そこは、当時住んでいた北総の千葉ニュータウンと成田に行く間にあった。

時折、まだ今のように便利になっていなかったニュータウンでは得られないものを

成田のボンベルタという大きなスーパーまで買いに行った。

 

途中、宗吾霊堂とかいうところを通る。

なんでも、とりたての厳しかった年貢を減らすようお上に陳情に行って処分を受けた

とかいう、地元では恩人と祀られている人物のようだった。

 

そのそばに、変な名前の神社があった。

麻賀多、と書かれていて、まがた?まかた?と思いながら素通りしていた。

が、ある日、その前にある大きな杉の木にふと目を止めたら

どうみても、幹に顔が、、おじいさんのような男性の顔?が浮き出ている。

はじめて車を駐車して降りてじっくりと前で眺めた。

どうみても、顔だ。うーーーん、誰も気づかないのかしら。

と、思いながら境内に足を踏み入れた。

桔梗の模様が屋根にあるふつうの神社。

あの変な名前は何と読むのだろうと思って見渡したが人気もなく

聞けそうもない。

先に細い道が上がって続いていたのでついでに行ってみた。

小さな木の社が並んでいるだけ。

。。

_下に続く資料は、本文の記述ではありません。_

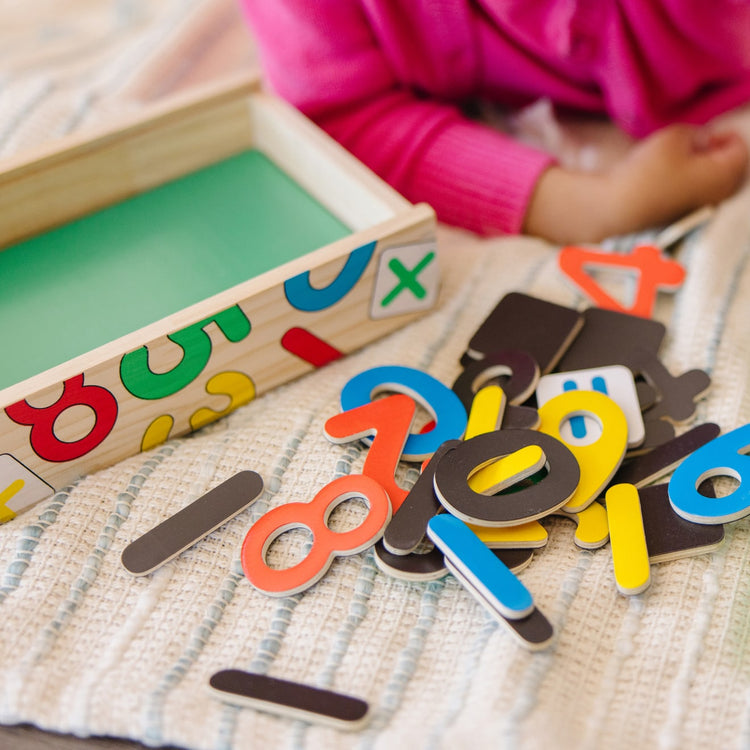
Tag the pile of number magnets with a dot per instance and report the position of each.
(600, 433)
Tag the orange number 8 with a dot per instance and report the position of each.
(327, 543)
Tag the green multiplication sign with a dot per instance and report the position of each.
(81, 285)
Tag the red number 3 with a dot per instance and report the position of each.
(327, 543)
(42, 420)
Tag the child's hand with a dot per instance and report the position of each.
(669, 174)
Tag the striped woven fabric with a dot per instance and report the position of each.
(88, 649)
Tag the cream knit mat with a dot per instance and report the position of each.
(86, 648)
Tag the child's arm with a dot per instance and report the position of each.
(323, 57)
(670, 173)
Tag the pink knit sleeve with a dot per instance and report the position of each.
(473, 176)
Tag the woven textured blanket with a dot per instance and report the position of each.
(89, 649)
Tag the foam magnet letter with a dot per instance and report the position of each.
(517, 372)
(327, 543)
(502, 590)
(723, 456)
(20, 488)
(615, 381)
(389, 419)
(670, 537)
(652, 269)
(291, 699)
(519, 321)
(527, 504)
(659, 462)
(409, 523)
(191, 524)
(592, 527)
(490, 581)
(407, 281)
(444, 406)
(627, 539)
(609, 337)
(677, 394)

あら、右の社の中では鏡が倒れてしまっている。

たぶん、神道では、鏡がご神体とかのはず。

でも、触って直すのも憚られると見ていたら

さっと、黄色と白の本当に小さな蝶々がやってきて

私の右手首のあたりでひらひらと飛び回りはじめた。

なんだか、フツーではない感じ。

これは、やめろというのか、やれというのか、どっちなの?と思いながらも

私は手を差し入れて鏡を立てかけた。

 

以来、成田へ行く際にはそこに立ち寄って、杉のおじいさんに挨拶をして 

またあの蝶々たちが来ないかなと見まわした。

 

けれど、夏休み、息子たちの世話に追われてご無沙汰したのち

久しぶりに行ってみたら

奥の社へとの登り口に字体も乱暴に、黒い大きな字の看板があり

そこには

『危険!!立ち寄るな!』と書かれていた。

きっと、工事のためか何かだったのかもしれないと思いながらも

いやあな気がして、その神社にはそれっきりいかなくなって

やがて、千葉からは越して忘れてしまった。

 

東京で出版社に勤めて、そこが精神世界系のものをたくさん扱っていて

何かで、日月神事というもののことを知った。

何とかという画家に降りた自動書記ということで

降りた場所は神社で写生をしていた道で、佐倉の麻賀多神社と。

???で、思い出した。この変わった名前!!あの神社だ!!

よりによって、そんな場所だったのか?

辺鄙な、誰もいないところだったぞ、と。